Last month, a Texas court ordered the Texas Education Agency to overhaul the state’s bilingual education system, citing low test scores and high dropout rates. In Seattle, an outside review of that public school district’s program for immigrant students was deemed weak and in need of restructuring. The program, the evaluators said, “is ad hoc, incoherent and directionless,” the Seattle Times reported.
As two different systems struggle to overcome the burden of low achievement among their English-language learner populations, one scholar recommends providing children with more language support before pushing them into English-only classrooms, among a few strategies that may help both systems.
In Texas, Judge William Justice of the U.S. District Court ruled that the state failed to properly educate ELL students, reversing a 2007 ruling affirming the state bilingual education programs. “The failure of secondary (limited English proficient) students under every metric clearly and convincingly demonstrates student failure, and accordingly, the failure of the (English as a Second Language) secondary program in Texas,” Justice wrote in his decision.

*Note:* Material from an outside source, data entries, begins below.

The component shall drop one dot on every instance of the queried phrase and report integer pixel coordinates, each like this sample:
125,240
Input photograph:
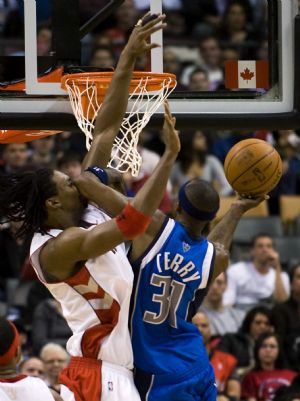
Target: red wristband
131,222
11,352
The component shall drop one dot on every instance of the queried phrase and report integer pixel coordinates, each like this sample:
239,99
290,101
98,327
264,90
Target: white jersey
95,301
24,388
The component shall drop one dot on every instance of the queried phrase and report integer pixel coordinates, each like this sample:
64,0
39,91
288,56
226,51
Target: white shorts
117,385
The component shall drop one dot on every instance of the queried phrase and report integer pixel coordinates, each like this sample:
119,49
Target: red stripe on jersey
14,379
83,377
105,307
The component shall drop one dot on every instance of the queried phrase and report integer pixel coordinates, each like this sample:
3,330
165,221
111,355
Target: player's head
10,350
198,201
32,367
40,198
261,246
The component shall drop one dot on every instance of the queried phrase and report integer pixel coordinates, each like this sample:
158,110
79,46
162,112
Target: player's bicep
60,254
142,242
221,260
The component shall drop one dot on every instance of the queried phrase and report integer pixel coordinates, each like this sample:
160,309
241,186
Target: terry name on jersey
186,270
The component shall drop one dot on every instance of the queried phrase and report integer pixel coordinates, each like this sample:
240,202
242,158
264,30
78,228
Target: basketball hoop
147,91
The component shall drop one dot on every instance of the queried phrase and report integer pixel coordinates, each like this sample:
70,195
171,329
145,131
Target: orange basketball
253,167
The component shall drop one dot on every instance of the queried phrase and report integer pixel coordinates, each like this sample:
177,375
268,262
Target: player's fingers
154,29
152,20
152,46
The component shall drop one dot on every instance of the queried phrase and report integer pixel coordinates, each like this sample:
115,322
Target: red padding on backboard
21,136
53,76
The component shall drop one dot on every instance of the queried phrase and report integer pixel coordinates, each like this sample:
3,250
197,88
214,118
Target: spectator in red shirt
269,373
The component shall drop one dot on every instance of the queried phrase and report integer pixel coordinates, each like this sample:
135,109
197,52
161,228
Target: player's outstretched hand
170,133
138,42
249,202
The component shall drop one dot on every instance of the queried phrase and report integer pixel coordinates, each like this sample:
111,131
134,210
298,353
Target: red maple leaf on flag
247,75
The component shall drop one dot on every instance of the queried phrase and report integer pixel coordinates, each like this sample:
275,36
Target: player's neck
262,268
9,371
194,230
267,366
60,221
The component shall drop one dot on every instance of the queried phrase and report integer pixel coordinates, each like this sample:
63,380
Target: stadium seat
248,227
289,250
289,211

TEA has until Jan. 31 to develop a new plan for the estimated 140,000 junior high and high school English-language learners, although the state is expected to appeal the court’s ruling.
Texas is home to one of the nation’s largest English-language learner populations. An estimated 680,000 students are enrolled in bilingual education programs, according to the TEA. Data for the class of 2006 show that the graduation rate for students in bilingual or English as a Second Language programs was 41 percent, notably below the state rate of 80.4 percent.
While the elementary students enrolled in Texas’ ELL programs are performing well, the appalling graduation rates among secondary students prompted officials from the League of United Latin American Citizens (LULAC), a civil rights organization, to pursue the case.
According to LULAC officials, the TEA’s system of monitoring the performance of students created “gaps and masks” that distort the problem of low performance among this cohort of students.